Use of nucleic acid amplification testing (NAAT) also suggests that chancroid may be more common than previously believed [20,23,24]. In 1996, data obtained using a multiplex polymerase chain reaction (PCR) test demonstrated that H. ducreyi tended to occur in epidemiologic clusters and accounted for a substantial proportion of genital ulcer cases when present [20]. As an example, cases of chancroid were identified in Memphis and Chicago and accounted for 20 and 12 percent of all cases of genital ulcers in these cities, respectively. In Memphis, the diagnosis of chancroid was not made in any of the patients when clinical criteria were used, and only two of these patients were prescribed an antibiotic regimen that would treat chancroid. However, there are no molecular diagnostic assays for chancroid approved for use by the United States Food and Drug Administration [21]. (See 'Nucleic acid amplification tests' below.)

Resource-limited settings — Although definitive epidemiologic data are not generally available, chancroid has been considered a major cause of genital ulcer disease in sub-Saharan Africa and in many parts of Southeast Asia and Latin America [1,28-30]. However, the prevalence of chancroid has dramatically declined in some countries [31-38], including Thailand, Kenya, Uganda, Namibia, Botswana, and Tanzania. One potential explanation for this observation is the widespread use of the World Health Organization's guidelines for the treatment of sexually transmitted infections, where treatment algorithms are based upon the identification of consistent groups of symptoms and easily recognized signs [39,40].

Nonsexually transmitted cutaneous ulcer disease caused by H. ducreyi has been identified in children and young adults (and in some visitors) from islands in the South Pacific, including Papua New Guinea, Samoa, and Vanuatu, where the cutaneous ulcer disease yaws is endemic [6,40-42]. Identification of the pathogen occurred as part of mass drug administration programs for yaws and trachoma, where azithromycin was given and nucleic acid amplification diagnostic tools were used to assess the etiology of cutaneous ulcers in the treated population [4].

CLINICAL MANIFESTATIONS

Genital ulcers — The incubation period of chancroid is typically 4 to 10 days (range 1 to 35 days). Infection with H. ducreyi leads to an erythematous papule that rapidly evolves into a pustule, which erodes into an ulcer [1,43]. Infected persons commonly have more than one ulcer, and the lesions are almost always confined to the genital area and its draining lymph nodes.

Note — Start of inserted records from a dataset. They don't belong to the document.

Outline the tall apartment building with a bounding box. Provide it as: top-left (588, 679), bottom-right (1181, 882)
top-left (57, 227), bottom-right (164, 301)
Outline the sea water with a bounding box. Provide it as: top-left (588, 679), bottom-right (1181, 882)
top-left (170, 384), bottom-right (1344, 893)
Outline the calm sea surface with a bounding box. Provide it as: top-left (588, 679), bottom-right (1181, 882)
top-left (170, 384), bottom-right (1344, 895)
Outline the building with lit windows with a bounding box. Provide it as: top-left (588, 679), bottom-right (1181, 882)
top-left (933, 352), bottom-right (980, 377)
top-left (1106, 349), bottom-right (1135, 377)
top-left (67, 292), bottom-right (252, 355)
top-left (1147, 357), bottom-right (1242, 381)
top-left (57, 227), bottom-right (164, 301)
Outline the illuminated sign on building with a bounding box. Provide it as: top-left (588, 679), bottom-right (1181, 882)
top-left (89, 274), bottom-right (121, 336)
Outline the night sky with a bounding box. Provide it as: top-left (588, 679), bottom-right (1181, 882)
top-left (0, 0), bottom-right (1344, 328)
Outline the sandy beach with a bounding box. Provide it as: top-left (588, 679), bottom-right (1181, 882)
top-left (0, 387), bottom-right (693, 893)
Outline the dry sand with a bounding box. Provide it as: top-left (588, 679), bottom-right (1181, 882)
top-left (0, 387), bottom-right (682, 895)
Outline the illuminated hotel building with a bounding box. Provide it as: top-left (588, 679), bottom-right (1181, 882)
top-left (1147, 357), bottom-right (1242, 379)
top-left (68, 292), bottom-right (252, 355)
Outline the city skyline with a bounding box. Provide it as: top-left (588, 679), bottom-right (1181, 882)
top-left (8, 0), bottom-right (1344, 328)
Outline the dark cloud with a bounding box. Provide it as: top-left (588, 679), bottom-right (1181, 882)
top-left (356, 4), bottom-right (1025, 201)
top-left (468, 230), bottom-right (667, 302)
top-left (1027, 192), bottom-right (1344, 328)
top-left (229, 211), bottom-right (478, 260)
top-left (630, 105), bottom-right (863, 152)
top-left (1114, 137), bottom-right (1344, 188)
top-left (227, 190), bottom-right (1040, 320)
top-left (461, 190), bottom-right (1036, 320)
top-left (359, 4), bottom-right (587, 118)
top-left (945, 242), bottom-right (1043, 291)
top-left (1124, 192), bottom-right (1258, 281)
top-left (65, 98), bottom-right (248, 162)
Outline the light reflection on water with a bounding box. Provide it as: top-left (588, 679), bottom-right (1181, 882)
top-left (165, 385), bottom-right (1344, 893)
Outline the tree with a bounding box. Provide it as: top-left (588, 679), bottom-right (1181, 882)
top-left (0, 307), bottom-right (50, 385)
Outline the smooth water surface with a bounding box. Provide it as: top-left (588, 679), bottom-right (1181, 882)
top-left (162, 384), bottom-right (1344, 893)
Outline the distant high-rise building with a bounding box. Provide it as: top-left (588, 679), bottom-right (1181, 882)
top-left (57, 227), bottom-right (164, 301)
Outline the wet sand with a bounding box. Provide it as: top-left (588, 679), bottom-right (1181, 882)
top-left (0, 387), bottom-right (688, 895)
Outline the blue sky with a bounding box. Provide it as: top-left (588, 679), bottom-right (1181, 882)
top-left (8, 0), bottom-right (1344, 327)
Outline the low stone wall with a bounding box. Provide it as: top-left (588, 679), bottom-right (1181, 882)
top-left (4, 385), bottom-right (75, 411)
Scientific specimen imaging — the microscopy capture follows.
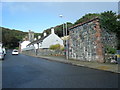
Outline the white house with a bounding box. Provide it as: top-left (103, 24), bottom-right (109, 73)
top-left (20, 41), bottom-right (31, 52)
top-left (28, 28), bottom-right (63, 49)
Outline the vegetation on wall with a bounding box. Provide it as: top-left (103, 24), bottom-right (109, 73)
top-left (100, 11), bottom-right (120, 49)
top-left (49, 44), bottom-right (64, 50)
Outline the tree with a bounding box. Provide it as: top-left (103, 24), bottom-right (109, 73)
top-left (74, 13), bottom-right (100, 25)
top-left (100, 11), bottom-right (120, 49)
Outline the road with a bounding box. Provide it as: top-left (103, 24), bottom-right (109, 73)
top-left (2, 52), bottom-right (118, 88)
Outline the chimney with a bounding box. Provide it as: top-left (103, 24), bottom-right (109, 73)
top-left (38, 36), bottom-right (41, 39)
top-left (44, 32), bottom-right (47, 37)
top-left (51, 28), bottom-right (55, 34)
top-left (34, 38), bottom-right (37, 41)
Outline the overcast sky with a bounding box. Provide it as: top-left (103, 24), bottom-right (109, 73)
top-left (2, 2), bottom-right (118, 32)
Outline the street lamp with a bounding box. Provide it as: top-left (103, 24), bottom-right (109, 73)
top-left (59, 15), bottom-right (65, 37)
top-left (59, 15), bottom-right (68, 59)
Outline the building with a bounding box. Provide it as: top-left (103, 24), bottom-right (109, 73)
top-left (28, 28), bottom-right (63, 49)
top-left (68, 17), bottom-right (117, 62)
top-left (19, 30), bottom-right (34, 52)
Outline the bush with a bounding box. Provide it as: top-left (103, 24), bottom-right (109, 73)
top-left (105, 46), bottom-right (116, 54)
top-left (49, 44), bottom-right (64, 50)
top-left (50, 44), bottom-right (60, 50)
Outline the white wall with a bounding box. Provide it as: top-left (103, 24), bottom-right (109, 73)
top-left (21, 41), bottom-right (30, 50)
top-left (40, 33), bottom-right (63, 48)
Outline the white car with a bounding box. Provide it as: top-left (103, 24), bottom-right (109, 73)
top-left (12, 50), bottom-right (19, 55)
top-left (0, 48), bottom-right (4, 60)
top-left (3, 48), bottom-right (6, 55)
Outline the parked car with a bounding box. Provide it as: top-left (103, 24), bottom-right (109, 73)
top-left (12, 49), bottom-right (19, 55)
top-left (2, 47), bottom-right (6, 55)
top-left (0, 48), bottom-right (4, 60)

At presentation, a typical chancroid ulcer is about 1 to 2 cm in diameter (picture 1), but the size is variable and there may be more than one ulcer present, especially in patients with HIV. The ulcer is painful and has an erythematous base; the borders are clearly demarcated and sometimes undermined. The base of the ulcer is usually covered with a gray or yellow purulent exudate and bleeds when scraped.

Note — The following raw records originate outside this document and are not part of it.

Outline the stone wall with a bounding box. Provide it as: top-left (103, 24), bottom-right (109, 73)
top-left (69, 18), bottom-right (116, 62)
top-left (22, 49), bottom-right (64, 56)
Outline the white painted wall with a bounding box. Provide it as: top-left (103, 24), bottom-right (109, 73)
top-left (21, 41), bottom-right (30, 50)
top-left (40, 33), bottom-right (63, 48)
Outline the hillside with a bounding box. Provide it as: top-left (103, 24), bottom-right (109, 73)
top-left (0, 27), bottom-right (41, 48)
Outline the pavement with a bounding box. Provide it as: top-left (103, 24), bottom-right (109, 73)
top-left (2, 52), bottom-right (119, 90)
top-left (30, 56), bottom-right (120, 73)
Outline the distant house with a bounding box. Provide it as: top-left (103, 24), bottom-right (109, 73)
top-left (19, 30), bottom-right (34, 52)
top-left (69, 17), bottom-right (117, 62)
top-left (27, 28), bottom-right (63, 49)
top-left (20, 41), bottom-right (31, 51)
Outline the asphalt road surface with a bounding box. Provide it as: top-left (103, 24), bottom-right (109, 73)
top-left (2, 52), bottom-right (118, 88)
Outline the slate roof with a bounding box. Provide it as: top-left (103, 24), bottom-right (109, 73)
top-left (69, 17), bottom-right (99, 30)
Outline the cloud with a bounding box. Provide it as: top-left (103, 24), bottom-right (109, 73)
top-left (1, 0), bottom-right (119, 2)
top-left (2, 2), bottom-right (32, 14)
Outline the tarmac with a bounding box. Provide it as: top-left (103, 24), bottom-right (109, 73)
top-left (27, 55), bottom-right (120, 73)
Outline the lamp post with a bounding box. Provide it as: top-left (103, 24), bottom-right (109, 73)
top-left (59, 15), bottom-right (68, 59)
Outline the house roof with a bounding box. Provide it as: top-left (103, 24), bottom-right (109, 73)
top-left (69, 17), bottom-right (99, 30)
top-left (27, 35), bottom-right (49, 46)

As predicted by the pathogenesis of H. ducreyi infections, the most common sites for chancroid are those that are typically subject to friction during sex. In men, most lesions involve the prepuce, corona, or glans penis. In women, the labia, vaginal introitus, and perianal areas are most commonly affected. Some cases of chancroid may go undiagnosed, especially in asymptomatic women with vaginal or cervical lesions.

Lymphadenopathy — Inguinal lymphadenitis is present in about one-half of infected men (picture 1), but is somewhat less common in women. The involved nodes may undergo liquefaction and present as fluctuant buboes. Most buboes arise one to two weeks after the appearance of the primary ulcer and are often quite painful. Untreated buboes may spontaneously rupture and discharge frank pus.

Nonsexually transmitted cutaneous ulcers — Nonsexually transmitted cutaneous ulcer disease caused by H. ducreyi has been identified in yaws-endemic areas [41], although there is no apparent pathogenetic connection to yaws. (See 'Resource-limited settings' above.)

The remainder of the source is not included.